The Bronx’s Little Italy might feel like an outdoor piazza from the homeland once New York City enters into Phase 2 in the upcoming days.
Currently, the Belmont Business Improvement District is cooking up a plan to close portions of Arthur Avenue to make way for in-street, outdoor dining on weekend evenings, according to the BID’s treasurer, Frank Franz.
Calling the concept one like that of an Italian mall, Franz says that many of the beloved, old world restaurants, delis, and stores on the avenue also will likely remain open later into the night than they have in prior, pre-COVID times.
“Everyone stays open later, it becomes like an event,” he said.
Franz anticipates these weekend exclusive street closures to happen roughly between 5 to 11 p.m., potentially including Friday nights as well.
Only weekend evenings were selected so that much of Arthur Avenue’s non-food retail could retain sufficient parking for its customers that are anticipated to return when allowed, he explained.
Also, aside from the business lunch crowd on weekdays, it’s over the weekend when the iconic Bronx street sees a majority of its ravished diners, according to Franz.
Saying that Belmont restaurant owners are “acutely interested” in the Phase 2 operation, he noted that many of Arthur Avenue’s restaurants have shown a commitment to investing in quality outdoor spaces when it becomes feasible and approved by the city’s Department of Transportation.
The BID recruited famed transit engineer “Gridlock” Sam Schwartz for consultation on this expedient proposal that will submitted to the DOT “hopefully in the next week or two,” the treasurer said.

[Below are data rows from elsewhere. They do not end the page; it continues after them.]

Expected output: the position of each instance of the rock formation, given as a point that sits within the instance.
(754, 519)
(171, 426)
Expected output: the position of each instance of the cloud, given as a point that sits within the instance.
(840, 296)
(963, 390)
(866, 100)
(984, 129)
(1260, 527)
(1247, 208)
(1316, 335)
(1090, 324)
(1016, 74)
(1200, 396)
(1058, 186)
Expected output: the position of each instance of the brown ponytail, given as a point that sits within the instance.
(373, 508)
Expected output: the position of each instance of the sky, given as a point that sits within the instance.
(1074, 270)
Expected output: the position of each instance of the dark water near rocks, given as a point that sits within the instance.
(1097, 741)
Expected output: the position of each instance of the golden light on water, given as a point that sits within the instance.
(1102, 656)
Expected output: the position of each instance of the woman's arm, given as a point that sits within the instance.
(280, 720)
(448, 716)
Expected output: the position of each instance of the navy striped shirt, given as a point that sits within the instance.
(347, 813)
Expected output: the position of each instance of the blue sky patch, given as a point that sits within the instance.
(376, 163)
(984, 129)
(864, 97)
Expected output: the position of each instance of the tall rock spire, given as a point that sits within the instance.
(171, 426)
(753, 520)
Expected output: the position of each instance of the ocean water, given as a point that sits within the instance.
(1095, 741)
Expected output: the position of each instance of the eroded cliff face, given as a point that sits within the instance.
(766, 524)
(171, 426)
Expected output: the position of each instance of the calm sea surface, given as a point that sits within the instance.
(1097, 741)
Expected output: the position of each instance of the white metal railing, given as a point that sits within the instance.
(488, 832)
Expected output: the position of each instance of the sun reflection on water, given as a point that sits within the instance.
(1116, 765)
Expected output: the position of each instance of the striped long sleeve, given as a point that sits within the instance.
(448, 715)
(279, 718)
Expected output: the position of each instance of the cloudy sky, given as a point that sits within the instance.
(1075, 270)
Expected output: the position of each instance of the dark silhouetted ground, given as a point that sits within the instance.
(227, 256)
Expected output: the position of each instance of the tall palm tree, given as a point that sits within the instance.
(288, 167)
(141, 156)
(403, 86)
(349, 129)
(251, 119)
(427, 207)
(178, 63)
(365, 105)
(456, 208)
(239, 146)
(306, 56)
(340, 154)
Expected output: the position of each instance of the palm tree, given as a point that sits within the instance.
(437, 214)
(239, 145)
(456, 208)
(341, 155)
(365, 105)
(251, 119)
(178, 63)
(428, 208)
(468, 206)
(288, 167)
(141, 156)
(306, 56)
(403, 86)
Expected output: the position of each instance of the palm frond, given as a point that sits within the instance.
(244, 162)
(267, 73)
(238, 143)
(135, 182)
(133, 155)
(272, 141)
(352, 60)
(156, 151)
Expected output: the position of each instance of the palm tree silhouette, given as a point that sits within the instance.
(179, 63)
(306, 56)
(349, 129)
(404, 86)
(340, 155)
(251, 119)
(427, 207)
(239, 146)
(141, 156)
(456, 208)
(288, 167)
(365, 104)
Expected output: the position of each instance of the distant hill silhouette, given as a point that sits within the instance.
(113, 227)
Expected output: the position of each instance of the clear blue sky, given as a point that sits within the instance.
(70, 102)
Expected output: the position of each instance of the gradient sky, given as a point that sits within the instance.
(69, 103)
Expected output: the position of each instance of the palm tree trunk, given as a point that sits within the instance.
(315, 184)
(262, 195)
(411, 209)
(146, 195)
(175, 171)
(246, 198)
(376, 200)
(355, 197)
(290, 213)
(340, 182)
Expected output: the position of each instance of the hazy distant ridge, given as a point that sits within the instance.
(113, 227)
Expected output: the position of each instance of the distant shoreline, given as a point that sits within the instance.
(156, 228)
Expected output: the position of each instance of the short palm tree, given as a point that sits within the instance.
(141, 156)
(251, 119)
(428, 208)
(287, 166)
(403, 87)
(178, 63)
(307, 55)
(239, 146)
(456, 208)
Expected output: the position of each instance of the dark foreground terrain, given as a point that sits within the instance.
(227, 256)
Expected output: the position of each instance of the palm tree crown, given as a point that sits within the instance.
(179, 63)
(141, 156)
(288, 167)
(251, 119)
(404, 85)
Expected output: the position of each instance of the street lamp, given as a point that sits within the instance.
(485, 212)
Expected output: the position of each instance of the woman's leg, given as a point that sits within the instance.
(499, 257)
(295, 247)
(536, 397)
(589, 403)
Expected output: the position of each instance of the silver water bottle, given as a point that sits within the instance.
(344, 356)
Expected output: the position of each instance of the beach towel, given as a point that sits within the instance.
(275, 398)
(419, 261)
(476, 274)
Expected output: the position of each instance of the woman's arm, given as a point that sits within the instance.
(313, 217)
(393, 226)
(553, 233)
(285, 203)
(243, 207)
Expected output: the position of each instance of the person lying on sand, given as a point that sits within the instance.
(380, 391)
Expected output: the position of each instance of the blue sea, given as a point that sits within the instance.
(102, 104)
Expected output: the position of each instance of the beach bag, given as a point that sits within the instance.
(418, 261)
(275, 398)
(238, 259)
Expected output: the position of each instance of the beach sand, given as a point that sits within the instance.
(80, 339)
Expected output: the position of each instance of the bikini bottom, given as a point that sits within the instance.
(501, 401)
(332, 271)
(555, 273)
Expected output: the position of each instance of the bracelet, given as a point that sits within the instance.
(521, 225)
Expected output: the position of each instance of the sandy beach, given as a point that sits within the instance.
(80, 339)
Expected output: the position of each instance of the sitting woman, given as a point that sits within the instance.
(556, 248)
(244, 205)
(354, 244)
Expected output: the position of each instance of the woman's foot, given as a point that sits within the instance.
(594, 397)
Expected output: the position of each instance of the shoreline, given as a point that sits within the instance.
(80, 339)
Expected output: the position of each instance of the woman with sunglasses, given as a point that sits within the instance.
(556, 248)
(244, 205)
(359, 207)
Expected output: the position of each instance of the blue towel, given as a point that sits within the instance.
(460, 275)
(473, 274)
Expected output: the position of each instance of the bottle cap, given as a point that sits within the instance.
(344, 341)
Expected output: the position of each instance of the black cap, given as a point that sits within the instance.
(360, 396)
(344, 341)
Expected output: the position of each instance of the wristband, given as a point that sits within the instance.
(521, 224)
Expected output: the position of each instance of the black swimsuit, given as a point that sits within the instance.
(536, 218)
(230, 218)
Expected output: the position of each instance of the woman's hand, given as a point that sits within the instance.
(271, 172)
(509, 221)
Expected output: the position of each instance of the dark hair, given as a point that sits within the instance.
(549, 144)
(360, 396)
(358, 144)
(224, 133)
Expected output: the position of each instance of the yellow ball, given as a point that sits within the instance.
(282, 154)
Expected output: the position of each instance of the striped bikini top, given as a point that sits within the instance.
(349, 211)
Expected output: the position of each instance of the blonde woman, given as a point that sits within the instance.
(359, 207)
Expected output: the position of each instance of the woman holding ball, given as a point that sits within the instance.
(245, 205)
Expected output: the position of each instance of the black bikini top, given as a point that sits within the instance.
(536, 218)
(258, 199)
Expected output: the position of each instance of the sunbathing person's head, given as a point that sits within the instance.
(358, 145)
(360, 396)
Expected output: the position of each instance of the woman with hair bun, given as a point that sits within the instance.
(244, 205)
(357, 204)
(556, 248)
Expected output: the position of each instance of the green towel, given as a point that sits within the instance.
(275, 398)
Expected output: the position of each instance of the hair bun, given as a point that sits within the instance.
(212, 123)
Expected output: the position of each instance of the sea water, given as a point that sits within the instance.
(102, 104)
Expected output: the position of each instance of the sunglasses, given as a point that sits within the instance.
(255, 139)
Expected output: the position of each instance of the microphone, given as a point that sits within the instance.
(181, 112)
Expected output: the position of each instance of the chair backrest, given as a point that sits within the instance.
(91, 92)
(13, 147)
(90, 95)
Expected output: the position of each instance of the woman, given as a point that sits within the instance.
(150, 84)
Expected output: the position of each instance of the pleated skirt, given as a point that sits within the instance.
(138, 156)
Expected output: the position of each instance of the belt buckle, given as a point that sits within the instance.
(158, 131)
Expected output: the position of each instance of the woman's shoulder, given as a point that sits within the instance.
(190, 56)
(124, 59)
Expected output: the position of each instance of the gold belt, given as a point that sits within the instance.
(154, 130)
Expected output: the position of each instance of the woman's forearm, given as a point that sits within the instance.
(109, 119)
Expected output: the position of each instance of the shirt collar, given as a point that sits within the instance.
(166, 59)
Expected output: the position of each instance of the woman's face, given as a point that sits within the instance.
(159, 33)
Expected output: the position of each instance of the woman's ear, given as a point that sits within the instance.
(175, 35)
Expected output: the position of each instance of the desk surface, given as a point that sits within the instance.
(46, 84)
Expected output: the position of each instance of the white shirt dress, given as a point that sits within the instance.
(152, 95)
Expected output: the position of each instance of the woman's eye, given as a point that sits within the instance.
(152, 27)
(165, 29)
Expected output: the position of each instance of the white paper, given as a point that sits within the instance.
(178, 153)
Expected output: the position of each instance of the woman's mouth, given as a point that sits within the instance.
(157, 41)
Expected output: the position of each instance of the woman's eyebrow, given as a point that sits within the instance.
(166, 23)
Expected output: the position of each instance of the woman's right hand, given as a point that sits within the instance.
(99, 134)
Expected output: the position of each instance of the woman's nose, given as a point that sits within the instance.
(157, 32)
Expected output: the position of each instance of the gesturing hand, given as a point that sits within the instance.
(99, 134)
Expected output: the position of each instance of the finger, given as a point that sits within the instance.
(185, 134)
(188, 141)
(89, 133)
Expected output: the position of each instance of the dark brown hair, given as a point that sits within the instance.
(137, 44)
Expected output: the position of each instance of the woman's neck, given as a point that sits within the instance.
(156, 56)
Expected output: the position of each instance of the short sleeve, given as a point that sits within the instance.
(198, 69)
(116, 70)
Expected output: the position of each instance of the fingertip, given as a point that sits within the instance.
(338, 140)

While many of the plan’s other details remain in the oven, Franz noted that tents, coverings and heating elements for colder months are all being looked into for the restaurant corridor.
One definite is a 15-foot wide path that will make way for any emergency vehicles that need to cut through the street, per city regulations.
“The largest concern on the minds of restaurants now is opening as soon as possible,” Franz said, adding that Arthur Avenue has already cancelled the New York Pizza Festival and the block’s famed Ferragosto festival is questionable for September.
He also said that Arthur Avenue bakeries, markets and stores still have had socially distanced lines in recent weeks while restaurants haven’t done much laying off, thanks to takeout.
“Still, you can’t make a business at only 20 to 30 percent capacity,” Franz said, adding that he is confident that many restaurants will be outside immediately in some form, even if the plan isn’t finalized by the start of Phase 2.
Once that outdoor seating chart is ready to be served, it may be something that stays around in the long term.
If this concept is a successful one, Franz says that keeping parts of Arthur Avenue closed while seasonally appropriate, giving the strip a “street festival type feeling” is also on the table at this time.